The Chinese spokesperson added that China hopes the Afghan government can protect institutions and citizens of all countries. Pakistan and Qatar too condemned the attack.
The Islamic State (IS) has claimed responsibility for the attack through its Amaq news agency. The attack was targeted at a Chinese delegation that was reportedly at the Taliban Foreign Ministry office.
The IS justifies its attack pointing to China’s repressive treatment of the Uyghurs Muslim minority in Xinjiang. It is also opposed to Beijing’s relations with the Taliban regime. China was one of the first countries which the Taliban had travelled to for a meeting with then Chinese Foreign Minister Wang Yi in July 2021 even before the US troops had vacated the country.
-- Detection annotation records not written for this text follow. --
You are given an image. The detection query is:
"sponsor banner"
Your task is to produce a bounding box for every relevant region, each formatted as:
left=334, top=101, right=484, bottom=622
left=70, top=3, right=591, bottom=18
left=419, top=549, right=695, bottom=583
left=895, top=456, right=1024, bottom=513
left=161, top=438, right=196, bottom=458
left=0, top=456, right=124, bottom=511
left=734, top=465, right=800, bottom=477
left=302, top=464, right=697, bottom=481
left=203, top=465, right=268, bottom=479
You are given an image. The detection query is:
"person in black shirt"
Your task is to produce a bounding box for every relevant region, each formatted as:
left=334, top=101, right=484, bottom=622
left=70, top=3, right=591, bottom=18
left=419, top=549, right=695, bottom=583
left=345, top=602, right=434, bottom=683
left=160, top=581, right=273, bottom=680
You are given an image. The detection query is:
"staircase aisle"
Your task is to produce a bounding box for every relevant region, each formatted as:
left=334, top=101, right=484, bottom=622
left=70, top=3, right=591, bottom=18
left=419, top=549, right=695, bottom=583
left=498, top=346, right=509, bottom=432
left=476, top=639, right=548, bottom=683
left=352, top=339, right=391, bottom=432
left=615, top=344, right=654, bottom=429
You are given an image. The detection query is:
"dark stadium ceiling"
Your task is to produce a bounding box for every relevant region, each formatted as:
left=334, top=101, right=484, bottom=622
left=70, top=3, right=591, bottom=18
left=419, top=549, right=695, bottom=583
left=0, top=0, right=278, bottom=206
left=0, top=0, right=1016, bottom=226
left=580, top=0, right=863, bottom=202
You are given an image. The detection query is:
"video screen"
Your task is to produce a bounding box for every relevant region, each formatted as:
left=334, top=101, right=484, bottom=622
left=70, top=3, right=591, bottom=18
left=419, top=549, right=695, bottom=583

This was the second major attack aimed at Chinese interests in Afghanistan in barely a month. The previous attack took place in December when IS militants opened fire at the Longan Hotel injuring five Chinese nationals. The hotel was popular with Chinese businessmen who have been flocking to set up business in the country after the US withdrew from Afghanistan and the Taliban took over the government in August 2021.
China has evinced interest in augmenting investments in the conflict-prone country where it eyes the extraction of oil and rare earth minerals. The land-locked country, sandwiched between Pakistan to its east, Iran to its west and the Central Asian States to its north is desperate to attract investments as the pariah Taliban government unrecognised by world governments desperately needs trade and foreign investment.
Just last week China signed a deal with the Taliban government for oil extraction from the Amu Darya basin in northern Afghanistan. The deal was signed between acting Minister of Mines and Petroleum Shahabuddin Delawar and the China Petroleum Economics and Information Research Centre (CPEIC). As per the agreement, China will invest $540 million in the next three years and is likely to create 3,000 jobs for the locals.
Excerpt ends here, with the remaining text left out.